Mr Yushi Torigoe (WSIS Action Line Facilitator, Deputy Director at International Telecommunication Union (ITU)) presented the WSIS action line contribution to bridging the digital divide. He mentioned that since 2009, the ITU has assisted more than 40 countries in expanding their networks and building a new infrastructure. Moreover, Torigoe reminded the audience of the online map tool and research that the ITU does.
Mr Debretsion Gebremichael Measho (Minister, Ministry of Communication and Information Technology, Ethiopia) stressed the social aspect of the divide. He presented five important factors to be addressed in bridging the divide: quality broadband, utilisation of connections, knowledge/skills, local content, and poverty.

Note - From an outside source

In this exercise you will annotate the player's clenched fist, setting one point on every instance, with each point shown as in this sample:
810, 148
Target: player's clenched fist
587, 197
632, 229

The social aspect was also emphasised by Mr Edgar Olvera Jiménez (Vice Minister of Communications, Secretariat of Communications and Transportation, Mexico) who presented the benefits of the telecom reform in 2013. According to him, this was a major milestone because Mexico has made access to ICTs a human right, and made it a government obligation to provide Internet access.

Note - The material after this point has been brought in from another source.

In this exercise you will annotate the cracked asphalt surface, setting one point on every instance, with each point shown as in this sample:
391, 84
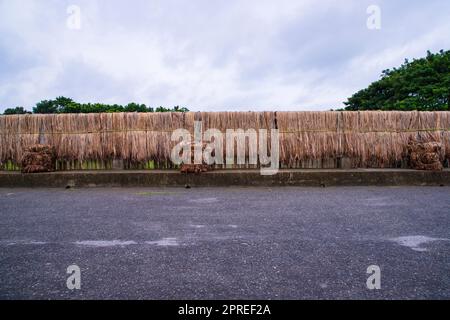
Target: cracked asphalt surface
225, 243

Mr Shigeki Suzuki (Vice Minister for Policy Coordination, Ministry of Internal Affairs and Communications, Japan) focused on the investment needed to secure ICT improvement. The government's role is to set national goals, disseminate tasks to stakeholders, and encourage competition. Suzuki also mentioned non-profitable areas as a priority for the government.
Overall implementation of digital technology, especially in economy, was the focus of Mr Rashid Ismailov (Deputy Minister, Ministry of Telecom and Mass Communications of the Russian Federation, Russian Federation). There are three levels of digital economy: markets, platforms for technological development, and favorable environment. Ismailov noted the 'National e-library' project that offers free, open access to massive information, which is successfully implemented.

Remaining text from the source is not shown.